AGIBOT unveils Genie Envisioner 2.0 to advance world models into scalable simulators for embodied AI

AGIBOT unveils Genie Envisioner 2.0 to advance world models into scalable simulators for embodied AI

Genie Envisioner World Simulator takes video knowledge to assist management robots. 2.0 Supply: AGIBOT

AGIBOT right now introduced the discharge of Genie Envisioner 2.0, or GE 2-Sim, which it stated marked a major step ahead within the evolution of world fashions — from world motion fashions to completely interactive “world simulators.”

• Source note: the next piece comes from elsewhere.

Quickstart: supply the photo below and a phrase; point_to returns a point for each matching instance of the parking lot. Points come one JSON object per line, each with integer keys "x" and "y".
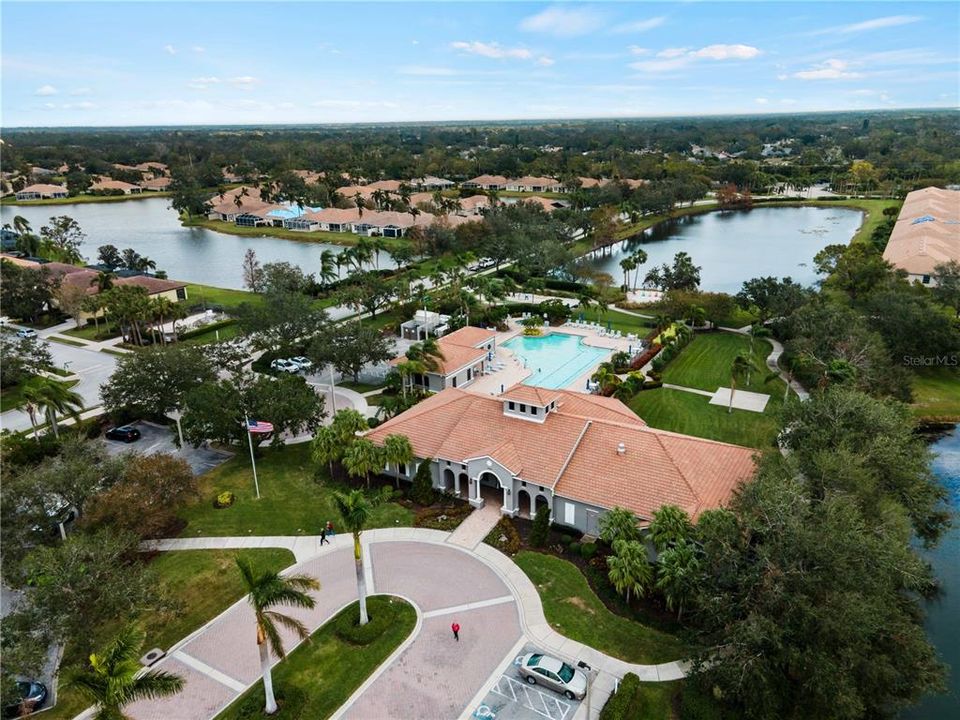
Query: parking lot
{"x": 513, "y": 699}
{"x": 157, "y": 439}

The brand new system introduces what the corporate described as a “bodily evolution engine” for embodied AI. It’s a model-based setting the place robots might be skilled, evaluated, and optimized at scale, with out relying solely on pricey real-world trial and error.

From understanding the world to studying inside it

In 2025, AGIBOT introduced what it claimed was the business’s first action-driven world mannequin, Genie Envisioner. The open-source platform enabled robots to grasp the world via built-in modeling of imaginative and prescient, language, and motion, stated the Shanghai-based firm.

With Genie Envisioner 2.0, AGIBOT stated it has shifted the paradigm additional, from enabling robots to grasp the world after which to enabling them to be taught inside a world generated by fashions.

The corporate asserted that this transition displays a broader shift in embodied AI — from representing the world to simulating the world itself. As world fashions evolve into steady, high-fidelity environments that reply to actions in bodily constant methods, they unlock the flexibility to coach robots at scale in artificial environments.

AGIBOT stated it believes GE 2-Sim marks a vital inflection level towards reaching a real scaling legislation in embodied intelligence.

Diagram of how world action models work from AGIBOT.

World motion fashions can present state evolution. Click on right here to enlarge. Supply: AGIBOT

From world motion fashions to world simulators

On the core of this evolution is AGIBOT’s continued growth of the world motion mannequin (WAM) framework, which extends conventional world fashions by explicitly incorporating actions as a first-class variable.

Quite than modeling solely state, WAM captures the total loop of:

  • State → Motion → State Evolution

This permits world fashions to function a foundational layer for each coverage studying and motion technology. Constructing on this basis, AGIBOT has progressively developed a sequence of methods:

  • EnerVerse: Extends embodied environments right into a computable 4D world mannequin
  • Genie Envisioner Act (GE-Act): Bridges world illustration and motion trajectory technology
  • Act2Goal: Permits long-horizon, goal-driven management

Whereas these advances allowed world fashions to assist coverage studying, real-world deployment uncovered key limitations: excessive reliance on bodily environments, pricey analysis, and knowledge scalability constraints.

This led to a elementary realization. The following breakthrough lies not in stronger illustration, however in remodeling world fashions into totally purposeful simulators.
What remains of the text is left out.